Zasadniczą cechą Reguły św. Benedykta jest umiar. Nie jest ona tak surowa jak reguły św. Kolumbana, Kasjana czy prawodawców rodzin mniszych Wschodu. Nie preferuje studiów jak reguła Kasjodora. We wszystkim: w modlitwie, uczynkach pokutnych, w pracy i w spoczynku, w posiłku i piciu zaleca umiar: "złoty środek". Celem zasadniczym, jaki Założyciel wytyczył swoim synom duchowym, jest służba Boża. Całe życie mnicha, jego wszystkie chwile i czynności winny zmierzać do tego, by głosiły chwałę Stworzyciela. Dewizą Patriarchy było: Ora et labora - módl się i pracuj. Ze szczególną pieczołowitością strzegł kultu liturgicznego, co pozostało do dni obecnych pięknym dziedzictwem jego zakonu. Poważną część dnia zakonnika przeznaczył na lectio divina - czytanie Pisma Świętego. Wprowadził do zakonu profesję - prawem zagwarantowaną przynależność do zakonu oraz stabilność miejsca, czyli zobowiązanie mnichów do pozostawania w jednym klasztorze aż do śmierci. Reguła św. Benedykta stała się podstawą dla wielu innych.

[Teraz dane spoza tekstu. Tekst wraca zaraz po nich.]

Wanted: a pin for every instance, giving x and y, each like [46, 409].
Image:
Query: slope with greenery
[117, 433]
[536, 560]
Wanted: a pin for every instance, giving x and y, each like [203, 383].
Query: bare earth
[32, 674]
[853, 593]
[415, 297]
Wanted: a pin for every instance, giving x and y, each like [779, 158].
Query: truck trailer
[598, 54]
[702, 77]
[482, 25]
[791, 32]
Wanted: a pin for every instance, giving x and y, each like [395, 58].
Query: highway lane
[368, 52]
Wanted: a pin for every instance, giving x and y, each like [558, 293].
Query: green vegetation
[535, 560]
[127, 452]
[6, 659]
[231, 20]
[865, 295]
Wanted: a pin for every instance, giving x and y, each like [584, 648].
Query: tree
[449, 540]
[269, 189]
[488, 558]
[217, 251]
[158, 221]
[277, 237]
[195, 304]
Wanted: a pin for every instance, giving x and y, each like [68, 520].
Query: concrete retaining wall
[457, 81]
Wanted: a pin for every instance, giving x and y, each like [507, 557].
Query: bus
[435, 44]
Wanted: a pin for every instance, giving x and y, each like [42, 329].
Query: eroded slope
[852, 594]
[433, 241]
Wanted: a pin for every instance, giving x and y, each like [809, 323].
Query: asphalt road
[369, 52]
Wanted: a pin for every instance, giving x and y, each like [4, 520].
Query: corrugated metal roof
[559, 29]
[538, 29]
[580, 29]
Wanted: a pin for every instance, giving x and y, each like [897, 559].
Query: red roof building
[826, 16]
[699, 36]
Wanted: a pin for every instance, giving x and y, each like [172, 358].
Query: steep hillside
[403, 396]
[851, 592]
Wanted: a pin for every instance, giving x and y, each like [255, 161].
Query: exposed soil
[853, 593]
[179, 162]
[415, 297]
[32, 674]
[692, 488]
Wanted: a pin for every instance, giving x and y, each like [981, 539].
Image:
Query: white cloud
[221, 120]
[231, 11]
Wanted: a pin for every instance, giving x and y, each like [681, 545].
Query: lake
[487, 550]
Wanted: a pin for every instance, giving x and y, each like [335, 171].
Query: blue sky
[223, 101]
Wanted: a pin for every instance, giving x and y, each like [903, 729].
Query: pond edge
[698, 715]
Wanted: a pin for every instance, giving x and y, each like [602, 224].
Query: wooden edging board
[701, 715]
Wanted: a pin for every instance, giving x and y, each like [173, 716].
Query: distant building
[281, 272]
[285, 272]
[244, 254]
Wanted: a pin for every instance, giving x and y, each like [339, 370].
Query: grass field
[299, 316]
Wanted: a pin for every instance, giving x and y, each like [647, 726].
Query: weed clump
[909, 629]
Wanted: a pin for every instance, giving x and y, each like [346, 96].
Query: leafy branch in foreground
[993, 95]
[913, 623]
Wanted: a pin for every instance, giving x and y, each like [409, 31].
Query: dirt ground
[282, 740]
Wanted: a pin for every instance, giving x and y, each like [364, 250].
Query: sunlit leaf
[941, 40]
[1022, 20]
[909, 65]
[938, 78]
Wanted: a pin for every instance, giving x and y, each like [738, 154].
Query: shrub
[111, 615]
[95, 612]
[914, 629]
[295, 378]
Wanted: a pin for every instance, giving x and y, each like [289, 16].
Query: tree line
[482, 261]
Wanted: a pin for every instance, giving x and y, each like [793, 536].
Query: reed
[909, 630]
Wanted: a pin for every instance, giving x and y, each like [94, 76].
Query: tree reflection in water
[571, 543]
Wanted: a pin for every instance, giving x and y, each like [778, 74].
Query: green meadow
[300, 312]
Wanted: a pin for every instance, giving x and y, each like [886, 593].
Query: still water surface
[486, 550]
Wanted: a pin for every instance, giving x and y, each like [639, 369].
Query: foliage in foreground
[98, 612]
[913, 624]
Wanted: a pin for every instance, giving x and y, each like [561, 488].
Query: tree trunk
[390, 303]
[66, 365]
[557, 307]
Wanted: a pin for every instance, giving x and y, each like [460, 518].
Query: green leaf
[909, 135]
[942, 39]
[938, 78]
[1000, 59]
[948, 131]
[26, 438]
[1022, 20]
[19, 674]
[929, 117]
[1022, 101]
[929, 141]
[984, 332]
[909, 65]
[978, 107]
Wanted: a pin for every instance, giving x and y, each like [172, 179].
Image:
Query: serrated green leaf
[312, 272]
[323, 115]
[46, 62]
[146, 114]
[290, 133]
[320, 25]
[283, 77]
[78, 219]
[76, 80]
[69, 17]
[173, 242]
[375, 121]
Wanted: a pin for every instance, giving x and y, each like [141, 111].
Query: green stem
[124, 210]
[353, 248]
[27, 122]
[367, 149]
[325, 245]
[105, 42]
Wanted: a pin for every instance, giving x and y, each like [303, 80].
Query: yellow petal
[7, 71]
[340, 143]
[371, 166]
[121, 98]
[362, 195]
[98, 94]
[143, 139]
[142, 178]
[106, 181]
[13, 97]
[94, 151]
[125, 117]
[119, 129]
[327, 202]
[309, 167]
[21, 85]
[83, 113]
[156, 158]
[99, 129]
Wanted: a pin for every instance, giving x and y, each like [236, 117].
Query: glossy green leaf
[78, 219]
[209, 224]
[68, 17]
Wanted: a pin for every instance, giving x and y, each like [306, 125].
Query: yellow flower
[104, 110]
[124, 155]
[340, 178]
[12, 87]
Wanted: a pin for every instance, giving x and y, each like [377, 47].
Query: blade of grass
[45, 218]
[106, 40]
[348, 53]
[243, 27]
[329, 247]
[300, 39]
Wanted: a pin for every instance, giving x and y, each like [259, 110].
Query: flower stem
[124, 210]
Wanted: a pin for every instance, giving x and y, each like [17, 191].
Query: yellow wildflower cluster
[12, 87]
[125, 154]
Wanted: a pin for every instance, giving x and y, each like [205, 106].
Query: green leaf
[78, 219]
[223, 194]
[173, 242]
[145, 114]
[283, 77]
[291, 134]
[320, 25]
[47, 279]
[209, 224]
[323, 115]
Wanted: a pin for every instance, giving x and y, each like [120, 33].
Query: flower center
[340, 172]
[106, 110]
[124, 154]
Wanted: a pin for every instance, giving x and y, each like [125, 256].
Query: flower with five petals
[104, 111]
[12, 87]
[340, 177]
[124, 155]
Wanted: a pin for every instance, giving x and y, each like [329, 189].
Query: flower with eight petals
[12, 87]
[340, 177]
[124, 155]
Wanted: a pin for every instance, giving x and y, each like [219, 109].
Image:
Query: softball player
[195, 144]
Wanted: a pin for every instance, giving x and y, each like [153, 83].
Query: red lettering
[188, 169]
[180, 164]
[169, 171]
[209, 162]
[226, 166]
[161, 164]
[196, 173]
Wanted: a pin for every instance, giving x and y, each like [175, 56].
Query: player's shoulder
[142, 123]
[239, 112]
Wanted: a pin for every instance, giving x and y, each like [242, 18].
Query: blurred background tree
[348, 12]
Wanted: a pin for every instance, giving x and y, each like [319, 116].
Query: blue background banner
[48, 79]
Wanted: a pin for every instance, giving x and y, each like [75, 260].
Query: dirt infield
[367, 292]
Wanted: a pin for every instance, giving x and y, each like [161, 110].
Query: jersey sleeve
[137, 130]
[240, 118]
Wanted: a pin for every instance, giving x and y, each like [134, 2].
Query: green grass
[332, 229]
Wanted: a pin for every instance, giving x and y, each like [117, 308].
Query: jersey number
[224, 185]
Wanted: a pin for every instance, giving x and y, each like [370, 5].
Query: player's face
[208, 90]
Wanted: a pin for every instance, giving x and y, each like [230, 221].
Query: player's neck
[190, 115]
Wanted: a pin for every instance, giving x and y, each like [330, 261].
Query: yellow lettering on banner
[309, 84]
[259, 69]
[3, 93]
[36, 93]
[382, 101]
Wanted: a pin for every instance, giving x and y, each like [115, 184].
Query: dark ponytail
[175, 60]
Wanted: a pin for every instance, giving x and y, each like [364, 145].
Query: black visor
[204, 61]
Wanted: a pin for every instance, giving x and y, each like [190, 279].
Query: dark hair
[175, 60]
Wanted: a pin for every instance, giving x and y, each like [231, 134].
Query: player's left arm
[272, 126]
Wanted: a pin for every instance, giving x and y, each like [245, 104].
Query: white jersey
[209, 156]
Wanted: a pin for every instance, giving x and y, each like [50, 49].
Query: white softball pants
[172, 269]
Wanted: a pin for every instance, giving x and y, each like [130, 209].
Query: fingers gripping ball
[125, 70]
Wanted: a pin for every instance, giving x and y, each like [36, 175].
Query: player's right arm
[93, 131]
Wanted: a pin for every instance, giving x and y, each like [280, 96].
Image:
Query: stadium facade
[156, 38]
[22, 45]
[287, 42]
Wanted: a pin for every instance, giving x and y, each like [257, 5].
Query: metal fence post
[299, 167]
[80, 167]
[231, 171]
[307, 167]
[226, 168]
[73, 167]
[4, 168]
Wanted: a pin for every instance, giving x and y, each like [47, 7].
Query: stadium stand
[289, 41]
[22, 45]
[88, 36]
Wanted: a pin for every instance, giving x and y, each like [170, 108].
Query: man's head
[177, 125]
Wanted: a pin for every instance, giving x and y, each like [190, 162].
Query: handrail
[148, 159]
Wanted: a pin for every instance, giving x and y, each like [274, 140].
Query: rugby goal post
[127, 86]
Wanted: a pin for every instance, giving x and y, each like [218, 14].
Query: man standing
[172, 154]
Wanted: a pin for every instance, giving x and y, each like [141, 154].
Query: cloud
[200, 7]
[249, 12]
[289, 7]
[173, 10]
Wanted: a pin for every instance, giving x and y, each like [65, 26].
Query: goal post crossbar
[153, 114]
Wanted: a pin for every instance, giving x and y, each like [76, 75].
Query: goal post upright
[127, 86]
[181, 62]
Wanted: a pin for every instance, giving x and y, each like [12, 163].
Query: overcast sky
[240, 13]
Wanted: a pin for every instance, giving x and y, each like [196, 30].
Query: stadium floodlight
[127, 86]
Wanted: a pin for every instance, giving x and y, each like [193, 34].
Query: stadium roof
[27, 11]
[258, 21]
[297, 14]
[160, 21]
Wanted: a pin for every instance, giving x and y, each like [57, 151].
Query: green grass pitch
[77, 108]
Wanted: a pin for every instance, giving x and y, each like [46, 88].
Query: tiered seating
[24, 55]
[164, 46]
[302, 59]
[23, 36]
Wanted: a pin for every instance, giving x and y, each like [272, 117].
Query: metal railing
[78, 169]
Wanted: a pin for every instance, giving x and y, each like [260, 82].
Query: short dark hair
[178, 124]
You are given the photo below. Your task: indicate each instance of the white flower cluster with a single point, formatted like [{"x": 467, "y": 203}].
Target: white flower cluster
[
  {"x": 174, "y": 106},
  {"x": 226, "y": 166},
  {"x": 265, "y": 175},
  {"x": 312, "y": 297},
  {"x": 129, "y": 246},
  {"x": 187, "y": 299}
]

Sława Benedykta rozchodziła się szeroko. Powiększać ją miały cuda, o których wspomina św. Grzegorz. Miał m.in. przepowiedzieć najazd Longobardów. Ich wódz po śmierci Benedykta faktycznie najechał Monte Cassino; benedyktyni byli zmuszeni opuścić klasztor i ratować się ucieczką do Rzymu (587). Benedykt miał założyć także opactwo w Terracina, a zdaniem niektórych również w Rzymie (opactwo św. Pankracego przy Lateranie).

 

Święty Benedykt z Nursji z rodzoną siostrą, św. ScholastykąBenedykt zmarł 21 marca 547 r. w kilka tygodni po śmierci swojej siostry, św. Scholastyki, założycielki żeńskiej gałęzi benedyktynów. Pochowano ich razem we wspólnym grobie na Monte Cassino. Kiedy Longobardowie zniszczyli klasztor (587), mnisi benedyktyńscy z Francji ze czcią przenieśli relikwie św. Scholastyki i św. Benedykta do Francji. Śmiertelne szczątki św. Scholastyki umieścili w klasztorze w Le Mans, a św. Benedykta - we Fleur. Tam są do dnia obecnego. W latach późniejszych część relikwii obu świętych oddano opactwu na Monte Cassino. Na pamiątkę przeniesienia relikwii św. Benedykta w dniu 11 lipca 673 r. do Fleur zakon obchodzi w liturgii pamiątkę "przeniesienia relikwii". Na ten właśnie dzień Paweł VI ustanowił doroczne święto św. Benedykta.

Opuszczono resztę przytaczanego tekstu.